Nachdem bereits in der vergangenen Rückrunde anhand zahlreicher Spielverlegungen und der Corona-Pandemie in der 3.Liga insgesamt fünf Wechsel zugelassen waren, wird die Liga nun auch in der Saison 2021/22 bei dem erhöhten Auswechselkontigent bleiben und geht nicht zur Normalität mit drei Wechseln erlaubt. Weiterhin stehen den Vereinen drei Wechselphasen im laufenden Spiel und die Halbzeitpause zur Verfügung. Angesichts des normalen Spielkalenders in der Saison 2021/22 war ursprünglich mit einer Rückkehr zu drei Wechseln gerechnet worden. Außerdem werden die Drittligisten ab Saisonbeginn zwei zusätzliche - und damit insgesamt 20 - Spieler für den Kader nominieren dürfen.

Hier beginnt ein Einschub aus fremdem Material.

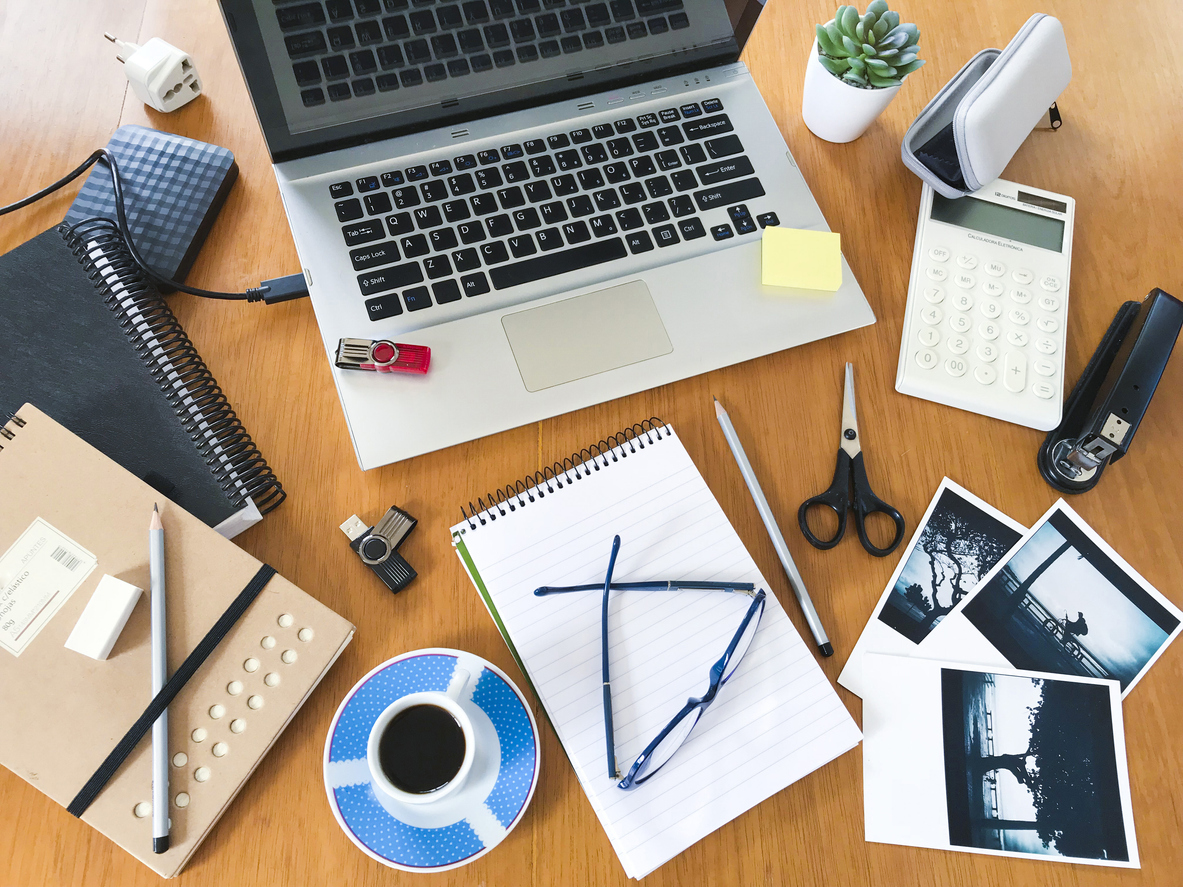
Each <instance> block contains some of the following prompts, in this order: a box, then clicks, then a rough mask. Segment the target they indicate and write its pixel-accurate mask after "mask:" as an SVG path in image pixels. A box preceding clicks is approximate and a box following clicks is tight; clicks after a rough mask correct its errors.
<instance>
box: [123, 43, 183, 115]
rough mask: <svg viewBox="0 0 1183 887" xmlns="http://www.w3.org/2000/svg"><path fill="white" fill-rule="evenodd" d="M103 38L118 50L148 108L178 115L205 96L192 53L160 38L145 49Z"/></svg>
mask: <svg viewBox="0 0 1183 887" xmlns="http://www.w3.org/2000/svg"><path fill="white" fill-rule="evenodd" d="M103 37H105V38H106V39H108V40H110V41H111V43H114V44H115V45H116V46H117V47H118V50H119V51H118V53H116V56H115V57H116V58H117V59H118V60H119V61H122V63H123V72H124V73H125V75H127V76H128V80H129V82H130V83H131V89H132V91H134V92H135V93H136V96H137V97H138V98H140V101H141V102H143V103H144V104H146V105H148V106H150V108H155V109H156V110H157V111H166V112H167V111H175V110H176V109H177V108H180V106H181V105H183V104H187V103H189V102H192V101H193V99H194V98H196V97H198V96H200V95H201V78H200V77H199V76H198V69H196V67H195V66H194V64H193V59H192V58H189V53H187V52H183V51H181V50H179V48H176V47H175V46H173V44H169V43H164V41H163V40H161V39H160V38H159V37H154V38H151V39H150V40H149V41H148V43H146V44H144V45H143V46H138V45H136V44H134V43H124V41H123V40H119V39H118V38H117V37H115V35H112V34H106V33H104V34H103Z"/></svg>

Ursächlich für diese Entscheidung ist eine Abstimmung auf der Mitgliederversammlung der DFL. An das Votum der Erst- und Zweitligisten wird sich auch die 3.Liga unter der Obhut des DFB anschließen. Dies verkündete die Managertagung der 3.Liga bereits in der Vorwoche. Eine offizielle Bestätigung am heutigen Tage gab es noch nicht. Bei den Drittligisten entspannt sich damit die Thematik rund um die U23-Regel deutlich. Zu Gute kommt die Regel den eher finanzkräftigen Vereinen der Liga. Diese Teams können sich einen breiten Kader leisten und könnten die fünf Wechsel vermeintlich besser nutzen als andere Teams. Beim Blick auf den Kader des FCS können nun in Zukunft maximal sechs fitte Spieler nicht im Spieltagskader stehen. Zum Saisonauftakt werden es mit den Verletzungen von Steven Zellner und Tim Korzuschek sowie dem dritten Torhüter höchstens drei Akteure sein.